Back in September 2015 we reported on the government’s intention to ‘simplify’ the tax treatment of termination payments which included a proposal to abolish the current £30,000 tax exemption in respect of termination payments.
Since then the consultation period has ended and the government has now produced its response to the consultation together with draft legislation. The good news is that the £30,000 tax exemption has not been abolished. However, there is a ‘sting in the tail’ to the legislation with some important changes being made to the taxable treatment of termination payments from April 2018:
- Termination payments made in excess of £30,000 will be subject to income tax (as previously) but employers will now have to contribute National Insurance Contributions (“NICs”) in respect of any excess in addition.
- All payments made in lieu of notice “PILON” (whether contractual or not) will be treated as earnings and taxed at the appropriate rate. NICs from both the employer and employee will also need to be deducted. This previously only applied to contractual PILONs.
- Foreign service relief (except in relation to seafarers) will be abolished.
- Payments made for injury to feelings will fall outside the exemption for injury payments, except where the injury amounts to a psychiatric injury or other recognised medical condition.

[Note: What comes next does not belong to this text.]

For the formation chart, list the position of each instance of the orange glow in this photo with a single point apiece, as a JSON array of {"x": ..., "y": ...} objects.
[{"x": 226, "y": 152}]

What does this mean for my business?
The bottom line is that it will become more expensive for employers when making termination payments. This is because tax and employer NICs will always have to paid on PILON payments. Additionally, employers will now have to pay tax and NICs on any termination payment made over £30,000. There may well be circumstances whereby increased financial packages will have to be offered to existing employees to counter the lower net figure which the employee would end up with.
Employers must now calculate how much the employee would contractually have been entitled to had they worked their notice period. This will include any bonus, commission or incentive payments that they would be entitled to had they worked their notice period, as well as any sums which would accrue during the notice period. If this sum is less than the amount offered as the ‘global’ termination payment, then it will be taxed at the appropriate rate and any excess could become part of the £30,000 exemption.
The employee earns £100,000 and has a three month notice period. He does not have a PILON. This employee would also be entitled to £2,000 worth of benefits during his notice period. The employee would also be due a bonus of £30,000 for performance during the year.
The employer wants to dismiss immediately and comes to an agreement with the employee to pay him £70,000 to terminate the contract. The tax and national insurance element would be as follows:
- Any part of the settlement payment which was for redundancy (statutory or enhanced), would be eligible for the £30,000 tax and NI exemption (from both employer and employee)
- If no part of the settlement payment was for redundancy or an award of compensation for unfair dismissal, it would be taxable as follows:
- £25,000 PILON would be taxable and subject to NI in full.
- £2,000 cash equivalent of benefits in kind would be part of the employee’s “post-employment notice income” and so taxable and subject to NI in full.
- £30,000 bonus would be taxable and subject to NI in full
This would mean that £57,000 of the termination payment would be subject to tax and NI leaving only £13,000 eligible for the £30,000 tax and employer NI exemption and the employee NI exemption. This is potentially a significant reduction in the tax-free amount as compared to the current position, where the full £25,000 would be eligible for the exemptions.
What to do next?
It is essential that employers are aware of these changes and the impact they will have next year. HMRC continues to scrutinise carefully payments made on the termination of employment. Such scrutiny may occur years after a payment has been made, in the course of a routine PAYE audit, by which time an employer may have made numerous other payments which were dealt with on the same (possibly faulty) basis. Careful analysis of the nature of a termination payment is crucial before any offer is put forward to an employee as part of a termination package so that both parties are sure as to the net sum that the employee will receive.
Employers may also wish to consider whether any planned termination should be brought forward in order to benefit from the existing regime which is due to terminate by April 2018.